Where do you look for swallows in migration?
Where do you look for swallows in migration?
Try edges of water bodies, especially Lake Okeechobee. If you're near the beach, head there. Swallows (and many other birds) use the coast as a navigational aid. Large open spaces like agricultural fields and pastures often attract migrating swallows and make good vistas for observing swallows. Emerging termite swarms, or any other flying insects, are great places to observe swallows as they stop to fuel up. You can often stand in the swarm of insects as the birds fly all around you, close enough to hear the bills snap as they catch their prey.
What do I look for?
Flight patterns can be helpful, but are variable with wind conditions and activity. During high winds or when swallows are actively feeding, flight patterns can vary considerably. Structure and size can help to pick out oddballs.
Wow, this is hard!
Swallows are very fast fliers, so don't get frustrated while watching them. It takes time and patience to get good at swallow ID. Even the best have a hard time identifying avery one.
Some ID Tips for swallows at this time of year in Florida (in order of relative abundance):
Barn swallow - Iridescent blue upper parts. Variably forked tail, nearly always more deeply forked than other species. Dark reddish throat contrasts with rest of underparts. Underparts vary from nearly white in faded individuals or juveniles to reddish or orangish. Long, narrow wings often drawn back to the sides of the body when flapping.
Bank swallow - Underparts very white. Narrow brown breast band sometimes not visible, giving the appearance of completely white underparts. This probably accounts for misidentification of this species as Tree swallow. Tree swallows can occur at this time of year, but most of them don't arrive until October when they gradually become the dominant swallow species. Bank swallows are noticeably smaller than other species with narrower wings and shorter, more slender bodies. Tails are slightly notched, but not nearly so much as all but perhaps the very shortest-tailed Barn swallows. Flight varies from flapping with the wings straight out to drawing the wings back as in Barn swallow.
Cliff swallow - Sometimes more numerous than Bank. Perhaps an earlier migrant. A few known breeding colonies in Florida. Noticeably thicker body and broader wings. Tends to fly with wings straight out. Often flies in roller coaster like fashion. Dark throat pattern similar to Barn swallow. Underparts much paler than most Barn swallows, not showing the reddish tinge of Barn swallows. Upperparts iridescent blue with creamy or buffy, pale rump. Pale forehead often looks like headlamp if the birds are flying straight at you. Tail is short and squared.

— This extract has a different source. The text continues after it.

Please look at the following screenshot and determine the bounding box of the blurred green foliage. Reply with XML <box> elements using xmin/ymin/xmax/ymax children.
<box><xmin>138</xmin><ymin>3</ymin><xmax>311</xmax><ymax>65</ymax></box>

Northern rough-winged swallow - Brown on back as in Bank swallow. Underparts variable, but smudgy brown, unlike clear white of Bank and Tree swallows. Flight pattern is similar to Barn swallow. More common around Lake Okeechobee where 100's or even 1000's are known to overwinter.
Purple martin - Most of these pass through before August. Those that remain are usually juveniles. Much larger than other swallows. Big body, broader wings, notched tail, and fairly uniform gray underparts.
Tree swallow - A few usually trickle through in August before the hordes arrive in October. Bright white underneath. Some juveniles have have s slightly dusky breast. Females are duller than males, but adult male and female show iridescent green on the back. Juveniles can be brown on the back, making them look more like Bank swallows. Tree lacks breast band, which can be invisible on some looks at Bank, are usually brighter white underneath and have broader wings and thicker body than Bank swallow.
Cave swallow - Very rare migrant or lingering breeders. Many Cave swallows breed under bridges in eastern Miami-Dade County. These may disperse to other areas in late summer. Cave swallows from Texas may wander around to the east side of the Gulf of Mexico into Florida. Very similar to Cliff swallow. Rump and forehead usually more rusty colored. Throat not as dark as Cliff, orange color extending up the side of the head and behind the eye. Flight pattern more similar to Barn swallow, tending to draw wings back toward body more so than Cliff which usually keeps wings out from body.